As regards the history of the question, Aristotle (384-322 BC) taught that a human being first had a vegetative or plant soul, then a sensitive or animal soul and finally an intellective or human soul.

For him, ensoulment, the entry of the human soul, took place 40 days after conception for males and 90 days for females. It was believed at that time that only after this number of days was movement felt in the womb and so was pregnancy certain.

Among other early beliefs, Stoics maintained that the living animal soul was received only at birth through contact with the air and it was transformed into a rational soul at the age of 14. Epicureans and Pythagoreans believed that the soul began to exist at the moment of conception.

In the early Church Aristotle’s view was accepted by many. But the idea that the soul was infused at conception was also accepted as early as the 3rd Century and was confirmed by St Gregory of Nyssa in the 4th Century.

Later the Aristotelian view became more common, based on the belief that only the formed foetus possessed a human soul. Augustine in the 5th Century was of this opinion, although he did speculate about the possibility of the soul being present before that.

St Thomas Aquinas in the 13th Century largely accepted the Aristotelian notion that the embryo first had a vegetative soul, then a sensitive soul and only after 40 days an intellective human soul.

Jumping forward to the present, the Church has still not defined when ensoulment takes place. It remains an open question.

The Congregation for the Doctrine of the Faith’s Declaration on Procured Abortion (1974) says: “This declaration expressly leaves aside the question of the moment when the spiritual soul is infused. There is not a unanimous tradition on this point and authors are as yet in disagreement. For some it dates from the first instant; for others it could not at least precede nidation [implantation in the womb]. It is not within the competence of science to decide between these views, because the existence of an immortal soul is not a question in its field.

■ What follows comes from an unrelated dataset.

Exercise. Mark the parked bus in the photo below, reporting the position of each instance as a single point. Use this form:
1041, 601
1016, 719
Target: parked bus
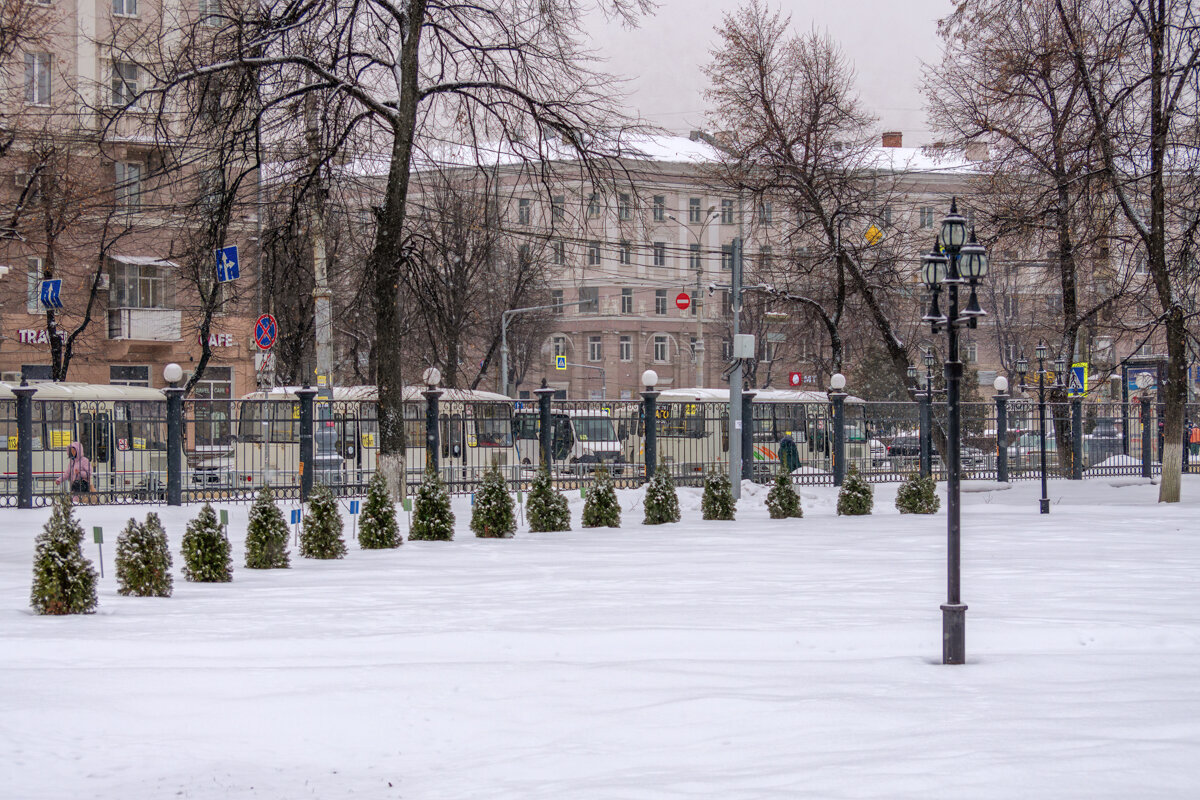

“It is a philosophical problem from which our moral affirmation remains independent for two reasons: 1) supposing a belated animation, there is still nothing less than a human life, preparing for and calling for a soul in which the nature received from parents is completed; 2) on the other hand, it suffices that this presence of the soul be probable (and one can never prove the contrary) in order that the taking of life involve accepting the risk of killing a man, not only waiting for, but already in possession of his soul” (footnote 19). So while we cannot be absolutely sure when the soul is infused, we can assume that it is there very early on, even when there is an early miscarriage.

As regards its salvation, the Catechism teaches: “As regards children who have died without Baptism, the Church can only entrust them to the mercy of God, as she does in her funeral rites for them.

Indeed, the great mercy of God who desires that all men should be saved, and Jesus’ tenderness toward children which caused him to say: ‘Let the children come to me, do not hinder them,’ (Mk 10:14) allow us to hope that there is a way of salvation for children who have died without Baptism” (CCC 1261).